Operating Systems Lecture Notes
Lecture 11
MIPS TLB Structure
Martin C. Rinard
- Case Study: A simple VM and paging system for the MIPS
R3000.
- Start with architecture. Here is the memory hierarchy of
the machine at hand:
- First Level Cache. 64K bytes, direct mapped. Write allocate,
write through. Physically addressed.
- Write Buffer. 4 Entries.
- Second Level Cache. 256K bytes, direct mapped. Write back.
- Physical Memory. 64M bytes. 4K page frames.
- Backing Store Disk. 256M bytes of swap space.
- Address format. Are two modes: user mode and kernel mode.
Top 20 bits are Virtual Page Number, bottom 12 bits are
page offset. Machine has a 6 bit current process id; process id
is part of 38 bit virtual address.
All user mode addresses have a top address bit of 0.
How big is potential user address space? How big are pages?
- Kernel mode addresses.
- If address starts with 0, is
mapped just like current user process. So, user process
address space is subset of OS address space. Called
kuseg.
- If address starts
with 100, translates to bottom 512 Mbytes of physical
memory and does not go through TLB. (cached and unmapped).
Called kseg0. Used for kernel instructions and data.
- If starts with 101, translates to bottom 512 Mbytes of
physical memory. Is not cached (uncached, unmapped).
Called kseg1. Used for disk buffers, I/O registers, ROM code.
- If starts with 11, is mapped and cacheable.
Maps differently for each process.
Called kseg2. Used for kernel data structures in which there is
one per address space - user page tables, etc.

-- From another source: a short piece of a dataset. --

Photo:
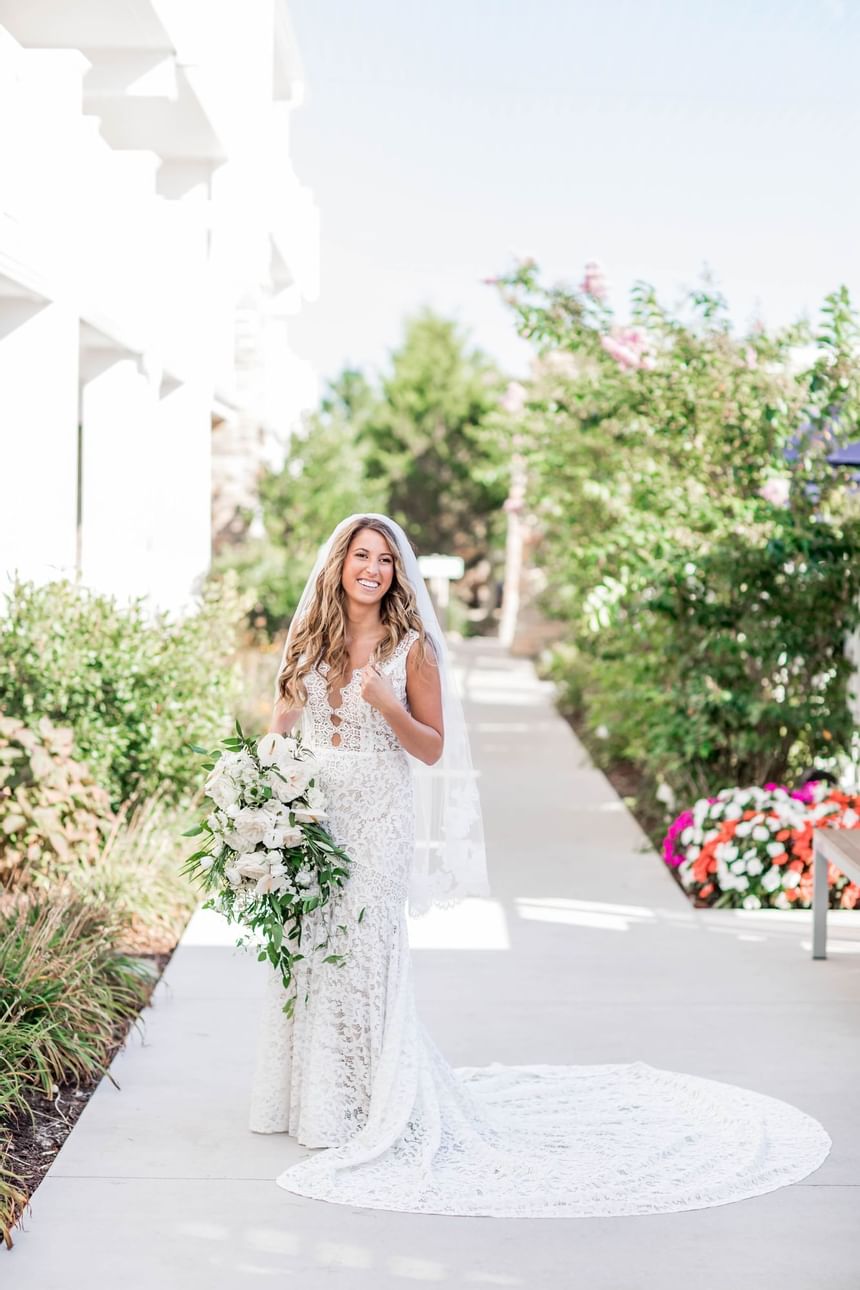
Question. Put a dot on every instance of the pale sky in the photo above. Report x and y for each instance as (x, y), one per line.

- Specification of mapping process: must map 31 bit
virtual address (top bit is always 0) plus 6 bit process id
to 32 bit physical address.
Do mapping by first mapping upper 19 bits of virtual address
plus 6 bit process id
to a physical page frame, then using lower 12 bits of
virtual address as offset within the physical page frame.
- How do we map upper 19 bits of virtual address?
Use a linear page table stored in kseg2.
How big can this page table be?
- Note that we will also be paging kseg2 using a
linear page table. Where do we
hold the page table for kseg2? There is one for each process,
and it is stored in kseg0. If the page table for the
user process stored in kseg2
takes up most of the used address space, how big can the page
table for kseg2 stored in kseg0 be?
- In effect, we have a two level approach. Given a
32 bit virtual address from kuseg, we get the physical address as follows:
- Extract top 9 bits of address. Use this as an index into
that process's kseg2 page table stored in kseg0.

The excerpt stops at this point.